But there's so many other ways to measure brand, right? Like you could be looking at direct traffic to your website, comparing Google trends of your brand name versus your competitors brand name and seeing the search volume of your brand name growing faster than theirs. If you're increasing your brand, the conversion rate of your website should improve at a time because more people trust you when they come to your site and are more likely to convert.
There's so many things and those things are all kind of interrelated with other things, which is why it's really hard to give a definitive cause and reaction, but you can still directionally help yourself get there. And that's why I just think so many marketers go wrong. They just can't go those few levels deeper.
What do you look for in a junior marketer?
And in terms of like, if someone's a social media coordinator or pretty junior, at what level are you looking for those signs and signals that they're starting to get the commercial aspect of their role and tie it back to revenues? Because obviously at very early stages, you might expect that someone really junior isn't thinking that way. But obviously as you rise the ranks...
They may not be able to connect the dots as well as when they're a junior. I think in those instances, what I am looking for though is someone that's like, not just happy with the status quo and wants to know like, like they might be feeling frustrated that they can't connect the dots and then I can then work with them in connecting the dots.
And so in an example, if it was a social media course and they were exhibiting that, then I would might ask like, yeah, I get it. It is really frustrating. It is really hard. What are some ways that you think you might be able to connect the dots to show directionally that what you were doing in that space is helping our bottom line? In an interview I'm not looking for rehearsed content, right? I'm looking for them. I want to see their brain work essentially. I want to see them problem solve because if they can't problem solve on the fly, and I know sometimes an interview can feel high pressure.

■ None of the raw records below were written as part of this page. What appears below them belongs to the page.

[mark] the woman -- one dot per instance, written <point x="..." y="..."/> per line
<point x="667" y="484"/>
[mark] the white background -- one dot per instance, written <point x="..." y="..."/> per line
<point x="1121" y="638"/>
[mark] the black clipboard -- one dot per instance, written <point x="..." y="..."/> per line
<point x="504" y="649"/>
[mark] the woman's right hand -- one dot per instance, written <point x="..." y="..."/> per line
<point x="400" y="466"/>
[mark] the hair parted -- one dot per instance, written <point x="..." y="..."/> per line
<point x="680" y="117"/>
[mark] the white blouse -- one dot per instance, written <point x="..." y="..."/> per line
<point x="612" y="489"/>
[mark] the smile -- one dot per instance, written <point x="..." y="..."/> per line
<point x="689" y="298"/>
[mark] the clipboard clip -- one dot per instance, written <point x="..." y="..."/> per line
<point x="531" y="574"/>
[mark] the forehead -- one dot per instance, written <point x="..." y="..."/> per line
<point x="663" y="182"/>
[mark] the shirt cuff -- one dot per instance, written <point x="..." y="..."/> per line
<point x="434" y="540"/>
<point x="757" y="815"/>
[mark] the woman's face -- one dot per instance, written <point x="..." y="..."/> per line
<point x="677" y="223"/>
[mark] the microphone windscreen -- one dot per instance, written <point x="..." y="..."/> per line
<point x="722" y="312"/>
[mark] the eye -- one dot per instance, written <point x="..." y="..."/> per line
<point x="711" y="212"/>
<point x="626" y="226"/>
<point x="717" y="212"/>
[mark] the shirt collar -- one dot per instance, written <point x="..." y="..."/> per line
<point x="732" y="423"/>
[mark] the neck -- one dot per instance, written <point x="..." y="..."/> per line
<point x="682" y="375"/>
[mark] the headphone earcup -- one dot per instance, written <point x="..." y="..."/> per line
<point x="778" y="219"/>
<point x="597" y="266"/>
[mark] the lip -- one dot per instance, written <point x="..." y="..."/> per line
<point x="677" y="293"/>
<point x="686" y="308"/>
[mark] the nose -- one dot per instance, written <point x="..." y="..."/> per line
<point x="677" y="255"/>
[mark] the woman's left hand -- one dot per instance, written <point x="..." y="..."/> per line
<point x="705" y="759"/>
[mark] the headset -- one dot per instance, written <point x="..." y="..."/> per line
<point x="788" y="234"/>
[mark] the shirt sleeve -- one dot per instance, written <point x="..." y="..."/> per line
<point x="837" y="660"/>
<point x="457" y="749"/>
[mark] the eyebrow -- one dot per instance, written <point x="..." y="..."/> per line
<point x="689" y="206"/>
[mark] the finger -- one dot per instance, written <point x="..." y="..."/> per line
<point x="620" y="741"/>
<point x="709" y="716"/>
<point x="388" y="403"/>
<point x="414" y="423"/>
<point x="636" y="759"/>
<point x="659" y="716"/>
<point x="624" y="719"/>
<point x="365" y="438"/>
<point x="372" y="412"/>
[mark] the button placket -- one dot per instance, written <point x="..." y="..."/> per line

And in those instances where they might not know something, I'll say to them, I'm not looking for the perfect answer yet. I'm trying to understand how you think about this. So take a break, pause for a second and just think about it. Like what would be some ways, let's just pretend you and I are a manager and an individual contributor right now and we're working together and we're having a meeting and you are trying to think this through, let's just do that. That's all I want from you and so that's important to me.
And then they might feel frustrated and not be able to connect the dots to revenue. And then I would want them to say something like, you know what, maybe if revenue is your goal and that you're trying to drive towards it, maybe this isn't the best role for doing that. And then that opens up a really interesting conversation, right? Because that shows me that they're not putting themselves first. They're putting the business and the businesses needs first.
And then that might be where I then say to them, actually we have a really large revenue organisation and that team is really focused on revenue. And so that's not necessarily the goal of the social person who I'm interviewing, but I still want us to be able to connect the dots in some capacity. And that could just be community growth, for example, or active community growth. I don't want them to be buying followers because it's pointless.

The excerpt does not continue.